Lynda Pritchard, who works for Wrexham Council, admitted placing a service user at risk by failing to follow procedures. She admitted 10 breaches of the code of practice for social care workers.
Pritchard, who received a six-month admonishment, was the first worker registered on a voluntary basis to appear before a CCW conduct committee.
The hearing in Mold, north Wales, was told that in July 2008 the woman informed Pritchard that she had been raped and that her attacker had threatened to return that night to rape her again.
However, Pritchard did not pass on details of the woman’s claim to the police, her manager, the emergency duty team or the woman’s family. She left her unaccompanied in her flat and and her records were not updated.

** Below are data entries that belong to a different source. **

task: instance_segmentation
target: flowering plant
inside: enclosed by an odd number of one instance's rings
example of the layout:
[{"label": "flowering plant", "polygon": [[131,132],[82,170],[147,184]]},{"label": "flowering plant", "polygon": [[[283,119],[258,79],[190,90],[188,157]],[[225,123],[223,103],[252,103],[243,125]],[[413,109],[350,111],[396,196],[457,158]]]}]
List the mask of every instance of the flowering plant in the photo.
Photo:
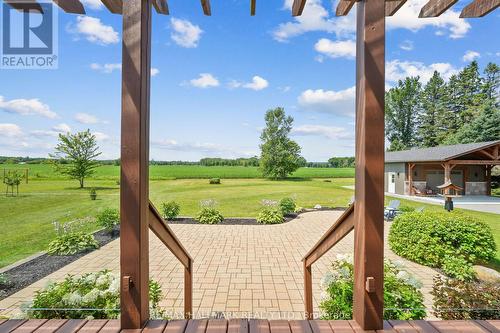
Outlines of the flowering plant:
[{"label": "flowering plant", "polygon": [[[352,319],[354,265],[351,255],[340,254],[321,280],[322,319]],[[384,262],[384,319],[425,317],[422,284],[403,267]]]},{"label": "flowering plant", "polygon": [[[80,277],[68,275],[64,281],[49,283],[35,293],[30,304],[24,305],[28,318],[118,318],[120,313],[120,278],[108,270]],[[151,316],[163,318],[158,307],[160,285],[149,281]]]}]

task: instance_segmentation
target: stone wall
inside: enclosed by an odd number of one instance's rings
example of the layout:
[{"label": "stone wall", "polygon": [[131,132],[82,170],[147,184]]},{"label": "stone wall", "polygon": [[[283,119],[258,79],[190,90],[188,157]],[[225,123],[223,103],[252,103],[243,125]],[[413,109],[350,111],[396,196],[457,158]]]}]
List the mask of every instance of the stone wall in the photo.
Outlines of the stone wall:
[{"label": "stone wall", "polygon": [[466,182],[465,195],[487,195],[487,182]]}]

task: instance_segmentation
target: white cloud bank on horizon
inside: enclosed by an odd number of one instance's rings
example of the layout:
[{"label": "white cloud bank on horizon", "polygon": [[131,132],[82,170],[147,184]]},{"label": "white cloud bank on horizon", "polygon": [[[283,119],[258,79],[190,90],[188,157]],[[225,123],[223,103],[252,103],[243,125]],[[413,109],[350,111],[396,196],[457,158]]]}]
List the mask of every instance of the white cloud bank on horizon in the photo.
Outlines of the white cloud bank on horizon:
[{"label": "white cloud bank on horizon", "polygon": [[269,87],[269,82],[259,75],[252,77],[252,81],[250,82],[240,82],[235,80],[229,82],[229,88],[246,88],[259,91],[266,89],[267,87]]},{"label": "white cloud bank on horizon", "polygon": [[298,97],[298,103],[308,111],[354,116],[356,87],[344,90],[307,89]]},{"label": "white cloud bank on horizon", "polygon": [[[182,83],[185,85],[186,83]],[[189,80],[189,85],[195,88],[207,89],[218,87],[220,85],[219,80],[210,73],[200,73],[196,79]]]},{"label": "white cloud bank on horizon", "polygon": [[[115,71],[120,71],[122,69],[121,63],[112,63],[112,64],[98,64],[91,63],[90,69],[103,73],[103,74],[111,74]],[[156,67],[151,67],[151,77],[155,77],[160,73],[160,70]]]}]

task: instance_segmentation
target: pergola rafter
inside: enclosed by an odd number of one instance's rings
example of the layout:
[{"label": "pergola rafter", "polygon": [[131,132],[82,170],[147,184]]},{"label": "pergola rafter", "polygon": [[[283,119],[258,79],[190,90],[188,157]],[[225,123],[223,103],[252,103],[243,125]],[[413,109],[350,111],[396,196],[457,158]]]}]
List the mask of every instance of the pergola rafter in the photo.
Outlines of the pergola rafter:
[{"label": "pergola rafter", "polygon": [[[349,14],[351,8],[354,6],[355,2],[359,0],[340,0],[335,14],[336,16],[345,16]],[[429,0],[420,10],[418,17],[438,17],[447,11],[451,6],[457,3],[458,0]],[[304,9],[306,0],[295,0],[297,3],[298,15],[302,13]],[[386,0],[385,2],[385,15],[392,16],[406,3],[406,0]],[[461,18],[473,18],[482,17],[497,9],[500,6],[500,0],[474,0],[469,5],[467,5],[461,12]],[[295,15],[295,11],[294,11]]]},{"label": "pergola rafter", "polygon": [[460,13],[461,18],[483,17],[500,6],[500,0],[474,0]]}]

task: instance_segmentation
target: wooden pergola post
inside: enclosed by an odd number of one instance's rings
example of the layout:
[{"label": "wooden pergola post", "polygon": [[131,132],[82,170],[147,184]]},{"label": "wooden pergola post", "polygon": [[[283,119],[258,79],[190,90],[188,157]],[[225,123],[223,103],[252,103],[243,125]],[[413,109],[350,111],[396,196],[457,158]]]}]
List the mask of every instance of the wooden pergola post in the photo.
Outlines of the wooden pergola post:
[{"label": "wooden pergola post", "polygon": [[149,319],[151,0],[123,6],[120,183],[121,328]]},{"label": "wooden pergola post", "polygon": [[493,165],[486,166],[486,195],[491,195],[491,171]]},{"label": "wooden pergola post", "polygon": [[354,319],[383,327],[385,1],[361,0],[356,32]]}]

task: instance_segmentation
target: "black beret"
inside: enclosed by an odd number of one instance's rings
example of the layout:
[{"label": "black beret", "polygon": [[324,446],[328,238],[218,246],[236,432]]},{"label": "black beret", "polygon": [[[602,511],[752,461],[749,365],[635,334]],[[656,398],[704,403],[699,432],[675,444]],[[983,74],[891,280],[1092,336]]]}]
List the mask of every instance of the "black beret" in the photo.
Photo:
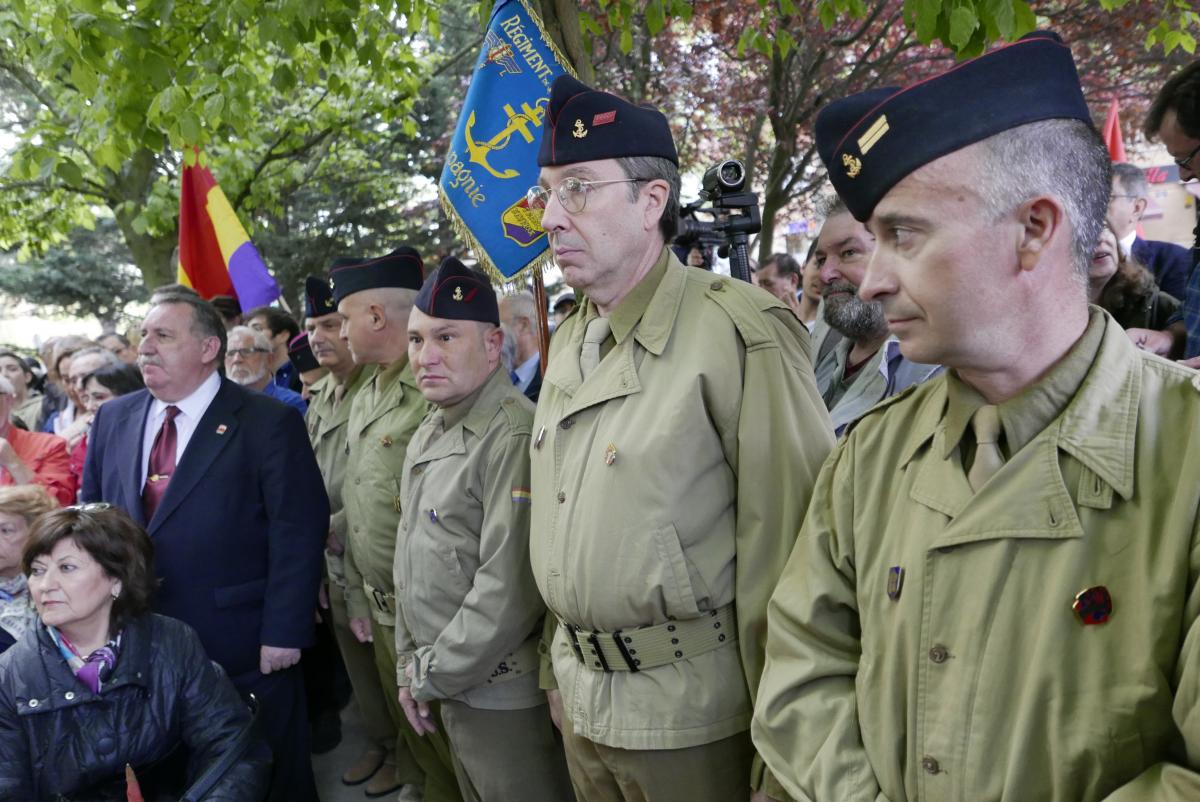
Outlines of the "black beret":
[{"label": "black beret", "polygon": [[550,124],[538,150],[541,167],[624,156],[661,156],[679,166],[662,112],[592,89],[570,75],[554,79],[547,117]]},{"label": "black beret", "polygon": [[329,282],[317,276],[307,276],[304,279],[304,316],[324,317],[337,311],[333,302],[333,290]]},{"label": "black beret", "polygon": [[416,307],[430,317],[500,325],[500,306],[492,283],[453,256],[446,257],[425,280]]},{"label": "black beret", "polygon": [[242,313],[242,305],[232,295],[214,295],[208,302],[216,307],[221,317],[237,317]]},{"label": "black beret", "polygon": [[421,254],[407,245],[378,259],[341,257],[329,268],[333,299],[339,304],[348,295],[378,287],[419,290],[424,279],[425,263],[421,261]]},{"label": "black beret", "polygon": [[570,304],[572,308],[578,304],[578,300],[575,298],[575,293],[564,292],[562,295],[554,299],[554,306],[551,308],[557,312],[559,307],[566,306],[567,304]]},{"label": "black beret", "polygon": [[296,366],[297,373],[305,373],[321,367],[308,344],[308,332],[302,331],[288,342],[288,359]]},{"label": "black beret", "polygon": [[817,115],[817,150],[858,220],[905,176],[993,134],[1039,120],[1091,123],[1071,49],[1037,31],[904,88],[836,100]]}]

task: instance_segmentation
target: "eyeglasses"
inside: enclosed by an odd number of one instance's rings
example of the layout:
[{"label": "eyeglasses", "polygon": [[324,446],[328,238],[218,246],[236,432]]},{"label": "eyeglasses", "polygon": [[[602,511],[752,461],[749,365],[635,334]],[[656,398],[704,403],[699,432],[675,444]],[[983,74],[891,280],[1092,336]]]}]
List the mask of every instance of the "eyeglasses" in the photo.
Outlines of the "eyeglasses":
[{"label": "eyeglasses", "polygon": [[250,356],[251,354],[269,354],[270,348],[230,348],[225,352],[225,355],[230,359],[235,356]]},{"label": "eyeglasses", "polygon": [[1192,148],[1192,152],[1184,156],[1182,159],[1176,159],[1175,164],[1180,170],[1191,170],[1192,159],[1196,158],[1196,154],[1200,153],[1200,145]]},{"label": "eyeglasses", "polygon": [[63,507],[64,510],[82,513],[104,512],[105,510],[111,510],[112,508],[113,505],[109,504],[107,501],[93,501],[88,504],[72,504],[69,507]]},{"label": "eyeglasses", "polygon": [[[556,194],[558,202],[570,214],[579,214],[587,206],[588,193],[592,191],[592,187],[599,187],[605,184],[632,184],[641,181],[651,181],[650,178],[613,178],[608,181],[584,181],[582,178],[564,178],[563,182],[558,185]],[[546,204],[550,200],[550,190],[543,186],[530,187],[525,193],[525,200],[529,203],[530,209],[545,209]]]}]

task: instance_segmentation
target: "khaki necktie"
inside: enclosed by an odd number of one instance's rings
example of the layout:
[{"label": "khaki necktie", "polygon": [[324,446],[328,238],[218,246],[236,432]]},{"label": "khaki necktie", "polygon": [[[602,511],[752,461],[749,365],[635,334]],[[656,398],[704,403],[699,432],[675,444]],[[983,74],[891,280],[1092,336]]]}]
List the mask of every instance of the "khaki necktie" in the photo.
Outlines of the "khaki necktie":
[{"label": "khaki necktie", "polygon": [[976,493],[988,479],[1004,465],[1004,453],[1000,451],[1000,408],[986,404],[975,411],[971,418],[975,431],[975,460],[967,472],[967,481]]},{"label": "khaki necktie", "polygon": [[584,381],[600,365],[600,346],[611,333],[612,326],[606,317],[592,318],[592,322],[587,324],[583,332],[583,348],[579,351],[579,372],[583,374]]}]

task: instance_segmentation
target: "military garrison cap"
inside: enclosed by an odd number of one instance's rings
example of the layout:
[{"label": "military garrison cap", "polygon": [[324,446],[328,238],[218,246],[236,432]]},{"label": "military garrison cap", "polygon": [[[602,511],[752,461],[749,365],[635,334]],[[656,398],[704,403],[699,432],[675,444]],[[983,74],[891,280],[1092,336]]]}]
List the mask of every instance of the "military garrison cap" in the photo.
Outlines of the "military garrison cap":
[{"label": "military garrison cap", "polygon": [[324,317],[337,311],[329,282],[317,276],[304,279],[304,316]]},{"label": "military garrison cap", "polygon": [[500,325],[500,306],[492,283],[453,256],[446,257],[425,280],[416,307],[430,317]]},{"label": "military garrison cap", "polygon": [[1039,120],[1091,123],[1071,49],[1037,31],[904,88],[836,100],[817,115],[817,151],[860,221],[905,176],[993,134]]},{"label": "military garrison cap", "polygon": [[321,363],[313,355],[312,347],[308,344],[307,331],[300,332],[288,341],[288,359],[292,360],[297,373],[304,373],[321,367]]},{"label": "military garrison cap", "polygon": [[333,300],[339,304],[348,295],[378,287],[419,290],[424,278],[425,263],[421,261],[421,254],[407,245],[378,259],[335,259],[329,269]]},{"label": "military garrison cap", "polygon": [[554,79],[547,118],[538,150],[541,167],[625,156],[661,156],[679,165],[662,112],[592,89],[570,75]]}]

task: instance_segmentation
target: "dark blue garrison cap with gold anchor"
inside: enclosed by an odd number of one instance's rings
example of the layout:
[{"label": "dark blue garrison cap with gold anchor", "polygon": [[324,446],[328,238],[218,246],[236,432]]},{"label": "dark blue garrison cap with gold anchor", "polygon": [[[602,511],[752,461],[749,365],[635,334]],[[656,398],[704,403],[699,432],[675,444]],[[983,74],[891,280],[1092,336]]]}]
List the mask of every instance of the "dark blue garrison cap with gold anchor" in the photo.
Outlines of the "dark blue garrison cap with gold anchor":
[{"label": "dark blue garrison cap with gold anchor", "polygon": [[817,115],[817,151],[850,213],[865,222],[923,165],[1051,119],[1092,122],[1071,49],[1037,31],[911,86],[835,100]]}]

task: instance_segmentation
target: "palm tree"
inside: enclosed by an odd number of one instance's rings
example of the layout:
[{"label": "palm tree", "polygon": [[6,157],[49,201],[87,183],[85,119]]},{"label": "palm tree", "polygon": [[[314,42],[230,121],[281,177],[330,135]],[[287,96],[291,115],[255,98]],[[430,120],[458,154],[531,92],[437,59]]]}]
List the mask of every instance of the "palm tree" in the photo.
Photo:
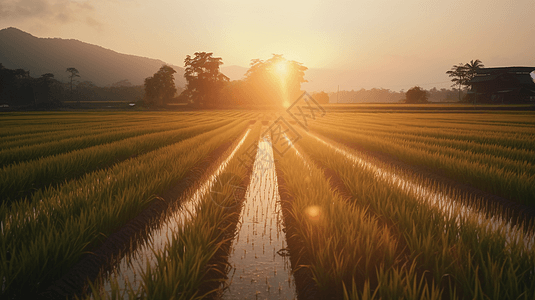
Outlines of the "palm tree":
[{"label": "palm tree", "polygon": [[477,70],[484,67],[483,63],[479,60],[471,60],[469,63],[464,65],[466,68],[466,81],[470,81],[476,76]]}]

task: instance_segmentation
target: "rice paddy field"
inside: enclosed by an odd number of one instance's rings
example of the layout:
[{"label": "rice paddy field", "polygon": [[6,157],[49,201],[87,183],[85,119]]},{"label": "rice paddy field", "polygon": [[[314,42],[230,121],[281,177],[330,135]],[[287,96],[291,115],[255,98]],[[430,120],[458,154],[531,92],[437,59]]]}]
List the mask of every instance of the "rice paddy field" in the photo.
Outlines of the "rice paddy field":
[{"label": "rice paddy field", "polygon": [[535,113],[300,117],[0,114],[0,298],[535,299]]}]

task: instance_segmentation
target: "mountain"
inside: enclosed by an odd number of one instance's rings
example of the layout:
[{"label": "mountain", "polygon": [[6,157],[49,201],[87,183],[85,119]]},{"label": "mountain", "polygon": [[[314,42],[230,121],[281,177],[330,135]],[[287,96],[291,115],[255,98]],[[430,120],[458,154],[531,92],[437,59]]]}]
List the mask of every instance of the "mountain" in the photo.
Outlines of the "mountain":
[{"label": "mountain", "polygon": [[240,66],[221,66],[221,73],[225,74],[230,80],[242,80],[247,70],[247,68]]},{"label": "mountain", "polygon": [[[145,78],[156,73],[165,62],[135,55],[127,55],[78,40],[38,38],[17,28],[0,30],[0,63],[8,69],[24,69],[30,76],[54,74],[67,81],[66,69],[76,68],[80,81],[98,86],[111,85],[128,79],[142,85]],[[175,83],[185,86],[184,68],[170,65],[177,71]]]}]

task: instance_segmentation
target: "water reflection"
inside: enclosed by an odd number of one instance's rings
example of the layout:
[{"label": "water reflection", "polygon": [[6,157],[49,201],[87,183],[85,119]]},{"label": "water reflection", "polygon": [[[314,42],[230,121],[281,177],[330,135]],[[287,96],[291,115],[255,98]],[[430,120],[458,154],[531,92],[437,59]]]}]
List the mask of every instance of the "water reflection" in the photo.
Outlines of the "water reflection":
[{"label": "water reflection", "polygon": [[213,186],[217,176],[225,170],[229,161],[245,142],[250,131],[251,129],[247,130],[230,155],[209,179],[195,191],[193,196],[187,201],[182,201],[183,204],[175,213],[168,216],[160,227],[148,234],[144,244],[137,247],[134,252],[125,255],[112,272],[103,274],[100,280],[104,282],[103,288],[106,293],[111,292],[114,283],[118,284],[120,291],[140,289],[142,284],[141,274],[147,267],[152,268],[157,264],[155,253],[163,251],[165,245],[171,240],[173,233],[195,217],[199,201]]},{"label": "water reflection", "polygon": [[238,233],[232,244],[223,299],[295,299],[295,283],[282,224],[273,149],[258,144]]},{"label": "water reflection", "polygon": [[374,165],[373,163],[366,161],[363,158],[356,156],[353,153],[345,151],[344,149],[337,147],[331,143],[324,141],[312,133],[307,133],[309,136],[315,138],[324,145],[330,147],[335,152],[342,154],[346,158],[353,161],[361,168],[372,171],[377,178],[386,181],[388,184],[398,186],[401,190],[408,194],[414,195],[422,203],[428,203],[429,205],[440,208],[445,215],[445,218],[454,218],[457,224],[461,224],[461,220],[475,217],[478,225],[488,227],[494,232],[505,236],[507,243],[523,245],[524,249],[528,251],[533,250],[535,244],[535,235],[526,234],[524,230],[516,225],[512,225],[511,222],[505,220],[500,215],[494,215],[488,217],[485,214],[478,212],[466,205],[461,204],[459,201],[455,201],[446,193],[437,191],[426,186],[423,186],[414,180],[395,174],[389,170],[383,169]]}]

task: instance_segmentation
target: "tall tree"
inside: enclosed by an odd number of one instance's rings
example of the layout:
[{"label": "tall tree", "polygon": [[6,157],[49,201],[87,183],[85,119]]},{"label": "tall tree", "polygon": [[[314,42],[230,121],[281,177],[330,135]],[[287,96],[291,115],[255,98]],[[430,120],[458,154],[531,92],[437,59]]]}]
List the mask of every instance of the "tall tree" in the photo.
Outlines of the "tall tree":
[{"label": "tall tree", "polygon": [[453,77],[451,81],[453,82],[452,87],[458,86],[459,89],[459,101],[461,101],[461,90],[462,86],[468,87],[468,82],[476,76],[477,70],[483,68],[483,63],[479,60],[471,60],[469,63],[458,65],[453,65],[451,70],[447,71],[450,77]]},{"label": "tall tree", "polygon": [[195,52],[195,57],[188,55],[184,60],[187,85],[181,97],[190,103],[216,106],[219,93],[229,82],[229,78],[219,72],[222,59],[212,55],[211,52]]},{"label": "tall tree", "polygon": [[479,60],[471,60],[469,63],[464,65],[466,70],[466,83],[474,78],[477,74],[477,70],[484,67],[483,63]]},{"label": "tall tree", "polygon": [[446,74],[449,75],[449,77],[453,77],[451,81],[453,84],[452,87],[458,86],[459,88],[459,101],[461,101],[461,90],[462,86],[466,83],[466,75],[467,75],[467,69],[466,64],[460,63],[458,65],[453,65],[451,67],[451,70],[447,71]]},{"label": "tall tree", "polygon": [[69,72],[69,79],[71,80],[71,100],[72,100],[72,97],[73,97],[73,94],[72,94],[72,85],[73,85],[73,82],[74,82],[74,78],[76,77],[80,77],[80,72],[78,72],[78,70],[76,68],[67,68],[66,72]]},{"label": "tall tree", "polygon": [[150,105],[163,105],[176,94],[176,71],[168,65],[163,65],[152,77],[145,78],[145,101]]},{"label": "tall tree", "polygon": [[[54,102],[52,98],[52,84],[54,82],[54,74],[45,73],[37,79],[37,91],[40,93],[40,98],[46,103]],[[37,97],[34,99],[35,104],[37,104]]]},{"label": "tall tree", "polygon": [[245,73],[245,82],[254,104],[288,106],[302,94],[301,83],[306,82],[308,68],[296,61],[288,61],[280,54],[263,61],[253,59]]},{"label": "tall tree", "polygon": [[405,93],[405,103],[427,103],[427,98],[427,92],[419,86],[410,88]]}]

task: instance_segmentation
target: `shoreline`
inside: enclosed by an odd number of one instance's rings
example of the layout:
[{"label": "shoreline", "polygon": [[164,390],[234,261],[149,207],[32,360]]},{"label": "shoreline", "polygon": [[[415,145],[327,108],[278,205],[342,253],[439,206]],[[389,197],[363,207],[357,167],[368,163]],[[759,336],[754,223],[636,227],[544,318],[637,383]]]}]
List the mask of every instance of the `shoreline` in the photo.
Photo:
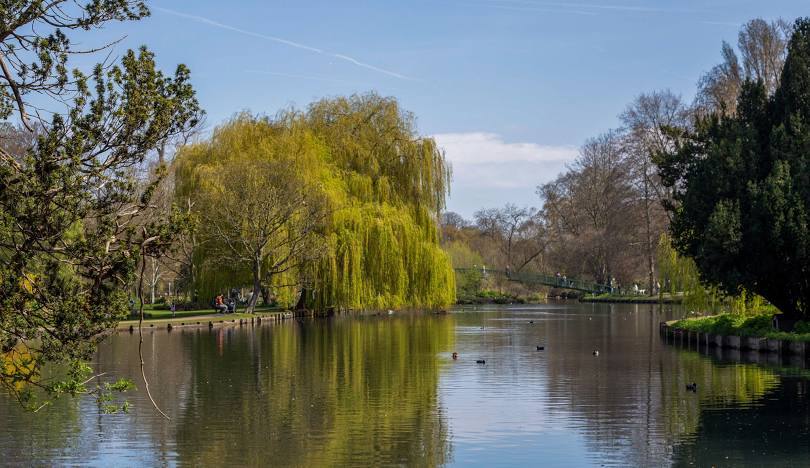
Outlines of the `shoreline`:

Phil Gilroy, head of adult social care for Wrexham Council, emphasised that the authority “takes any allegations against staff seriously and investigates all matters using well-established policies and procedures, taking action as necessary to protect vulnerable adults”.
He said the council supported the idea of registration for all social care workforce groups and referred all issues of concern regarding registered staff to the CCW.
Although compulsory registration applies only to social workers and staff and managers in children’s homes, all care staff at Wrexham Council must register with the regulator.
“We take [the six-month admonishment for Lynda Pritchard] as a positive reflection of Wrexham’s procedures,” Gilroy said.
Pritchard was not suspended during the investigation but was transferred to Nant Silyn Residential Home to work in a supported environment. She received a final written warning which expires in November 2010.
A spokesperson for the CCW said that, of the 762 domiciliary workers and managers registered on a voluntary basis, 35% of those were from Wrexham.